International Religion
April 25, 2007
In an essay a student cited a description of the experience of the hajj:
I went to Hajj when I was 17. Didn't really understand
what it means. I was very uncomfortable because it was
very crowded and very hot. The truly awesome thing is
all these people of different countries, ages,
backgrounds were there thinking of God and how to
please Him. Hajj is like being born again, having all
your sins wiped out.
The "awesome thing" about the experience was the tremendous crowd and diverse backgrounds of the people on the hajj. This is a traditional Muslim claim about the hajj: it is a place where the diversity of the ummah is immediately apparent. It is as close as one can get to the gathering of believers at the resurrection.

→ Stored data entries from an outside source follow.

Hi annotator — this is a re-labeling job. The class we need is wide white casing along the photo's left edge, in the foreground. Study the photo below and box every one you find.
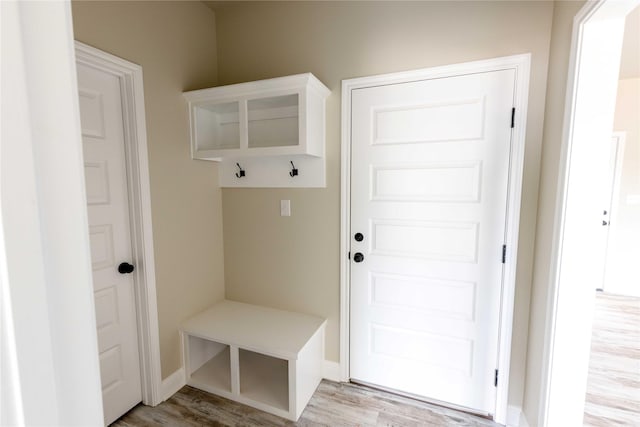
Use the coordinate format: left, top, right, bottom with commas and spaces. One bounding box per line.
0, 1, 103, 426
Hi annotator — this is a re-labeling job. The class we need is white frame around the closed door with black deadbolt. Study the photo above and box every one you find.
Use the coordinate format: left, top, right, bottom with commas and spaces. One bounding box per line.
340, 54, 531, 424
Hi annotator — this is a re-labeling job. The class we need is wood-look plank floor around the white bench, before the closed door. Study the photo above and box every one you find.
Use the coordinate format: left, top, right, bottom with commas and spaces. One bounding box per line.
112, 381, 500, 427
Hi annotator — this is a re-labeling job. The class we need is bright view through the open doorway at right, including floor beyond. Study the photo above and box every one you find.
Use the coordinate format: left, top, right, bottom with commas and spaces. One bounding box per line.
584, 10, 640, 426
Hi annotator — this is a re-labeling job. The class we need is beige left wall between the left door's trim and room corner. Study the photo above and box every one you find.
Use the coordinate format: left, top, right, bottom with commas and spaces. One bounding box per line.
72, 1, 224, 378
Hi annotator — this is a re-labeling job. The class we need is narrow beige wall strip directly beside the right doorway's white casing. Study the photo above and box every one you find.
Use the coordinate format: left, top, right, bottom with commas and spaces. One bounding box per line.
523, 1, 584, 426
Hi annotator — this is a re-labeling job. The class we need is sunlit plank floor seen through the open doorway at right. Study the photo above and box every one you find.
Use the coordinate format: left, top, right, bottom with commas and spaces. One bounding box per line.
584, 292, 640, 427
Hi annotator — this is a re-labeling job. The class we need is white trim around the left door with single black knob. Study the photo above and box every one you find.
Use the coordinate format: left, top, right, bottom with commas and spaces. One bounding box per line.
75, 41, 164, 406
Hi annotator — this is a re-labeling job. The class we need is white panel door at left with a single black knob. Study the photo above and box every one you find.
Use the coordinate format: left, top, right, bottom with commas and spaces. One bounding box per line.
77, 64, 142, 424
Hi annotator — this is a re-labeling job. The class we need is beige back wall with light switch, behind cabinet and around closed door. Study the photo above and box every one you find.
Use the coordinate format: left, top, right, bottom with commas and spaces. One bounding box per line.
216, 1, 553, 412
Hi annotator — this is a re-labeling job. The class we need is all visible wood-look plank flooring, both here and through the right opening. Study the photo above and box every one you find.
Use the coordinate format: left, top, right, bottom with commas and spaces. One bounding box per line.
112, 293, 640, 427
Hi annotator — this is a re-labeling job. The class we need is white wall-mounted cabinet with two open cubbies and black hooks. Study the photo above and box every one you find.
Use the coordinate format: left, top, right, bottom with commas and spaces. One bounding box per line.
184, 73, 330, 187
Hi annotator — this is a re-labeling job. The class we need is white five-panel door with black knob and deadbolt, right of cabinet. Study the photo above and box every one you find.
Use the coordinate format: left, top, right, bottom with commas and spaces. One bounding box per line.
350, 70, 515, 414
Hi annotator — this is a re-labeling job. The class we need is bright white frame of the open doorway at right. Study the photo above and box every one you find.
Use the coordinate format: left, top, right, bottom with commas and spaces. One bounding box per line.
538, 0, 640, 426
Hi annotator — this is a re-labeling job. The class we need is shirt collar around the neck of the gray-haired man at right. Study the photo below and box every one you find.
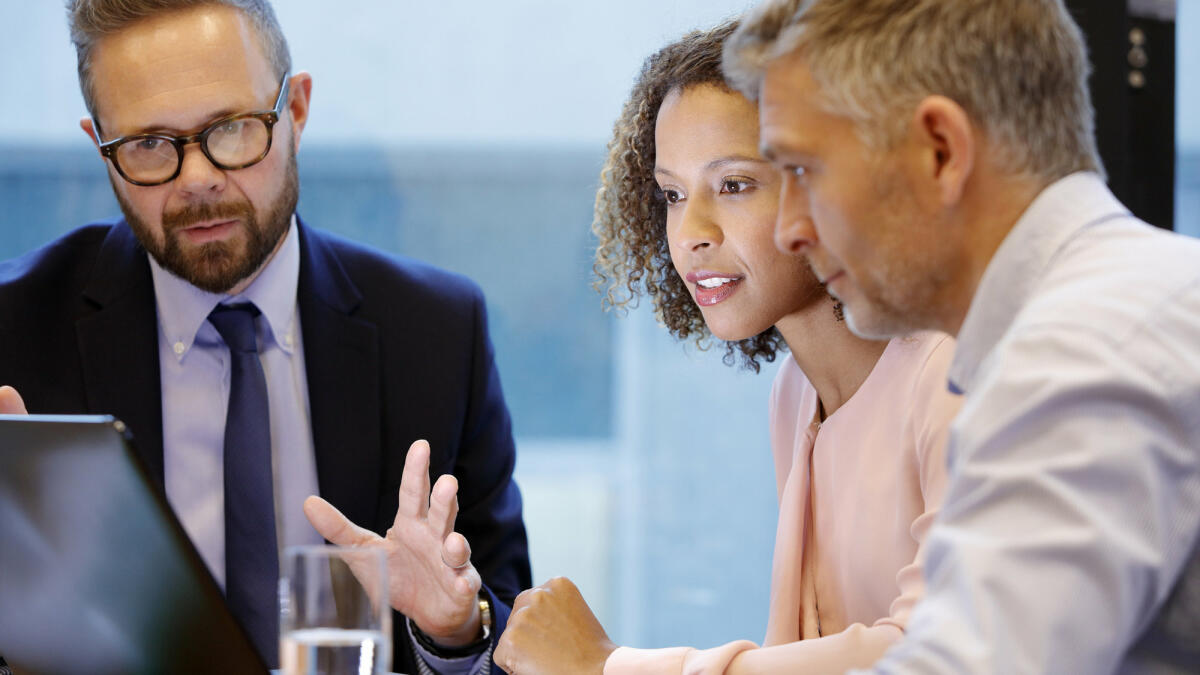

That standard Muslim interpretation is followed, however, by language that sounds Christian: "Hajj is like being born again, having all your sins wiped out." The idea that completion of the hajj will bring about forgiveness of sins is present in the hadith.. but the close association here with being "born again" swerves this sentiment toward a more typically Christian frame of experience. This would be easy to understand if the source for this quotation had been a western Muslim convert.. or even just someone who had grown up in close proximity to Christian culture. But no.. the source is a Saudi citizen.
One element of globalization that does not get studied enough is the migration of concepts into different language systems. It is often noted that local languages are threatened by globalization.. but even languages that maintain their viability are infiltrated by outside concepts. This came home to me often while living in Cairo and reading Arabic newspapers. One day I came across the phrase: "George Bush gave Ariel Sharon the green light.." As Arabic gained the technical terms to talk about weapons of mass destruction, United Nations resolutions, American electoral politics, and modern economic discourse, it was fundamentally changed. The language has become a conduit for a globalized discourse.
Religious concepts are liable to a similar pattern of movement. Central ideas from one stream of religious thought can easily be translated into another religious tradition.. and find a new home there. This kind of concept migration can happen in any direction.. various religions contributing their distinctive concepts to our common stock of ways to interpret experience. The upshot of this process will be that religious traditions become more and more carriers of a single globalized religious discourse. They may maintain a disctinctive name and identity (like languages).. but the contents of these religions will come to look increasingly like the contents of other religions (again, like languages).
I should add that I find this kind of homogenization of traditions depressing.. and this is a major reason that I find studying ancient religious traditions so much more interesting than modern ones. Not that any tradition has ever been hermetically sealed off from all others.. but the traditions I study have been highly successful at interpreting human experience on their own terms. One of our principal goals here at Old Roads is to preserve some of the diversity of human experience of the world.. and to roll back a little the cognitive homogenization that would make us all see the world through the same mental frame.